Just in time for Independence Day, Gettysburg Flag Works sent us a note highlighting their recent blog entry with a brief history of ol’ Sam Wilson, who put the “Sam” in “Uncle Sam.”  The full entry is here.

Gettysburg Flag Works is located in East Greenbush, not too far from the encampment where, during the War of 1812, it is believed that the provisions stamped for the “U.S.” crossed up with the nickname “Uncle Sam,” and the appellation for our national symbol was born. Although one of the cantonment buildings still stands as a private residence, East Greenbush doesn’t say much about its role in history; Troy, on the other hand, is all about Uncle Sam Wilson, and the graphic at left includes a number of Uncle Sam-related sites in the Collar City.

2 thoughts on “Uncle Sam

  1. It’s funny that Gettysburg Flag Works has “Uncle Sam’s False Grave” on the map. That’s Roadside America’s name for what Troy once called the “Uncle Sam Historic Site” – composed of a rusty, vague historical marker placed at the corner of River and Ferry in 1962 and the sandblasted cornerstone of an 1872 bridge that was found during its demolition.

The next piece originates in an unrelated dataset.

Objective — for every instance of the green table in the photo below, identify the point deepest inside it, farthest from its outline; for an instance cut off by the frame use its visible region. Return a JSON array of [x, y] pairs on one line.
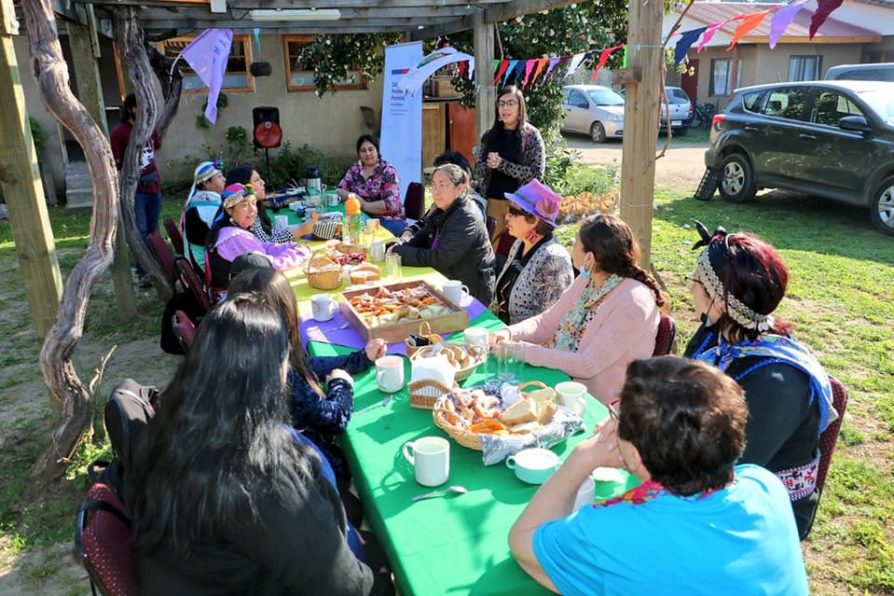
[[443, 546]]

It’s a “park” created by the NYS Department of Transportation around 1972 despite opposition from residents of the adjacent Taylor Apartments. It was supposed to have limestone walkways and “plantings of ancient ginkgo and modern honey locust trees.” Whether it ever did, I don’t know. Roadside America describes the area as “a litter-blown plot of pavement hemmed in by the approaches to the bridge, next to a housing project, and only accessible through a pedestrian tunnel from a small parking lot.”
    “Uncle Sam Vacant Lot” and “Uncle Sam Chamber Pot” on the map are also from Roadside America. I might have added the Uncle Sam Bike Trail, and some Uncle Sam-related interpretive signs on Congress and in Prospect Park.

  2. Good point. I hadn’t even given much thought to the Uncle Sam Bike Trail, though in fairness it isn’t much of a trail.